STF reage a Bolsonaro e apoiadores e diz que usará “todos os remédios” para defender Corte e democracia

Toffoli lamenta ameaças “estimuladas por integrantes do Estado” após ato contra tribunal com fogos. PGR pede investigação sobre invasões de hospitais incentivadas pelo presidente

A semana em Brasília se inicia da mesma forma como todas têm começado ―e terminado― desde o início da pandemia de coronavírus: com alta tensão entre os Poderes da República. Após o ministro do Supremo Tribunal Federal (STF) Luiz Fux deferir liminar para esclarecer o escopo de atuação das Forças Armadas ―respondendo a ação do PDT―, e o presidente Jair Bolsonaro assinar nota junto com o ministro da Defesa para reafirmar a possibilidade de interferência dos militares, manifestações do procurador-geral da República e do presidente do STF mostram que a crise política está longe de esfriar.

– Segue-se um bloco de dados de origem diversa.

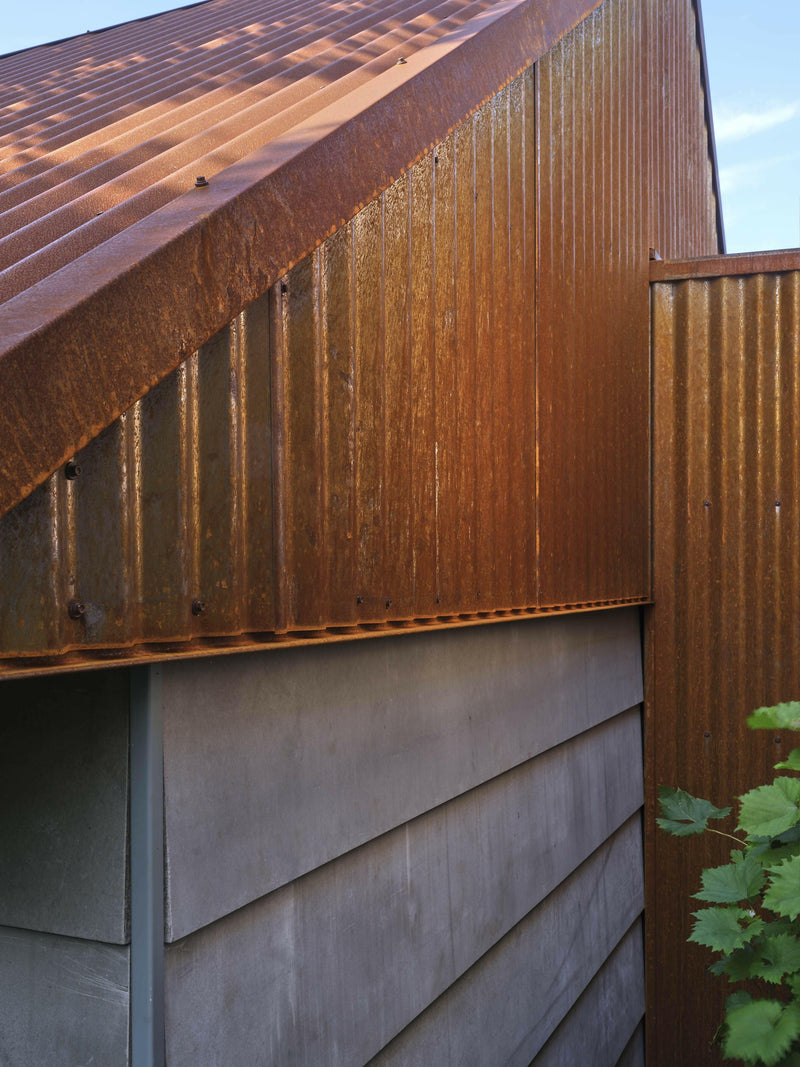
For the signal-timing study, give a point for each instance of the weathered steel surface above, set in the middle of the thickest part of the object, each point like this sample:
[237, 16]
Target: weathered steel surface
[333, 966]
[416, 421]
[355, 449]
[319, 749]
[723, 633]
[137, 288]
[621, 171]
[733, 266]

Neste domingo, Augusto Aras anunciou que vai solicitar a procuradores-gerais dos Ministérios Públicos estaduais que apurem invasões de hospitais em São Paulo e Distrito Federal. Invasões essas incentivadas pelo presidente da República durante sua live semanal de Facebook, na quinta-feira passada. Já Antonio Dias Toffoli lamentou ameaças ao Supremo “estimuladas por integrantes do próprio Estado” após cerca de 30 manifestantes dispararem fogos de artifício na direção do tribunal na noite de sábado.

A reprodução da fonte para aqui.